Background: Adequate adherence to antiretroviral therapy (ART) is key to the successful treatment of children and adolescents living with HIV. Continuous ART Adherence is the key factor for virologic suppression and stability of the immune system and prevents the occurrence of opportunistic infections. Children and adolescents struggle with adherence to ART for various reasons, including a poor psychosocial support system and clinic attendance.
Objectives: To describe the uptake of HIV treatment services among children and adolescents in the Mbita Sub-County Hospital, Homa Bay and determine how schooling, clinic attendance, and type of pill/regimen affect adherence to ART and viral suppression.
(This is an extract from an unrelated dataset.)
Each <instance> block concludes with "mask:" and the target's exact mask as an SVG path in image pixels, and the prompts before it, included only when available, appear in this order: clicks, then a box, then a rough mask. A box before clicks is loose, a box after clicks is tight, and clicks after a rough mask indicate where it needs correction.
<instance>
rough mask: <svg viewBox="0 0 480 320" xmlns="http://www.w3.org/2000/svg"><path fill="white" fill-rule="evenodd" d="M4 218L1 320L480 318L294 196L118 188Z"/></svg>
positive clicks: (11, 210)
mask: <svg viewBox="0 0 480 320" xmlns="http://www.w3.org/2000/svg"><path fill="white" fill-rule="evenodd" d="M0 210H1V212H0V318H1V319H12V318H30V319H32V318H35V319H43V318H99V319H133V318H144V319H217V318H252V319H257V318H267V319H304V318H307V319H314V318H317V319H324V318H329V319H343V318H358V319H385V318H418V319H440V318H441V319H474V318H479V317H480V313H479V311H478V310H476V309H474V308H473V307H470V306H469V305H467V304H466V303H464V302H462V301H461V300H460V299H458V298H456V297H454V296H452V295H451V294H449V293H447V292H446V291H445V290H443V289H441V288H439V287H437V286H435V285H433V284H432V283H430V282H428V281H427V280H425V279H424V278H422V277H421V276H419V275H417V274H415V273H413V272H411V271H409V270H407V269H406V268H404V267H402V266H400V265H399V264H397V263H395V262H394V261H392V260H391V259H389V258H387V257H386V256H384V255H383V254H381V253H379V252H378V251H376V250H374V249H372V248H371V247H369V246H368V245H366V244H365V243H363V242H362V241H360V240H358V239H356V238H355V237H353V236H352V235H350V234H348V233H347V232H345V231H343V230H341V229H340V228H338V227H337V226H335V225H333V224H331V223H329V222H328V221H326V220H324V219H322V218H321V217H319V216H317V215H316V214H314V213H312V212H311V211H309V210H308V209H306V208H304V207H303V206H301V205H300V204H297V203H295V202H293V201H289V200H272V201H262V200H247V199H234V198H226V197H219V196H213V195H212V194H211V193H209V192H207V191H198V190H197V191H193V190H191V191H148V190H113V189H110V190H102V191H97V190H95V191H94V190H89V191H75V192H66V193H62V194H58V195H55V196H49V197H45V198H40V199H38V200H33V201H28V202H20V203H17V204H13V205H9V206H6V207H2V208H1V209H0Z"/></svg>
Methods: This retrospective study was conducted at the Mbita Sub-County Hospital. Medical chart data was abstracted from the hospital files of children and adolescents between the ages of 0-19 years on antiretroviral therapy, between the periods of October 2016 and September, 2017. Data was analyzed using measures of central tendency, and cross-tabulations were done to compare schooling, clinic attendance, type of pill/regimen and viral suppression. Univariate and multivariate logistic regression analyses were conducted to determine associations between groups.
Results: According to patient files reviewed, majority of patients, 244(91.4%) were enrolled into care within 2 weeks of HIV diagnosis according to guidelines, and 193(73.1 %) remained enrolled in care at end of study period. An overall viral suppression of 74.2 %( 132) was recorded. Of all the files reviewed, 121(74.7%) of patients attending school suppressed against 11(68.8 %) out of school, p=0.280. Suppression among Day and boarding reported at 78.6 %( 11) and 74.8 %( 113) of those out of school, respectively, p=0.533. Participants in primary school, 17(85.0%) suppressed better than those in secondary school, 102(73.4%), p=0.263. Keeping clinic appointments among eligible patient files reviewed decreased from 83.1% at 3 months, p=0.016, to 76.6%, p=0.526 at 6 months and to 52.9% at 12 months, p=0.278. Only 3- month clinic appointment return rates and Enhanced Adherence Counseling (EAC) were significant predictors of viral supression χ2 (2) = 0.280, p = 0.869 (> 0.05).
Conclusion: The clinic attendance rate within the first 3 months, and Enhanced Adherence Counseling (EAC) were significant predictors of viral suppression, and therefore adherence to antiretroviral therapy.

Adherence; clinic attendance; antiretroviral therapy; HIV; virologic suppression.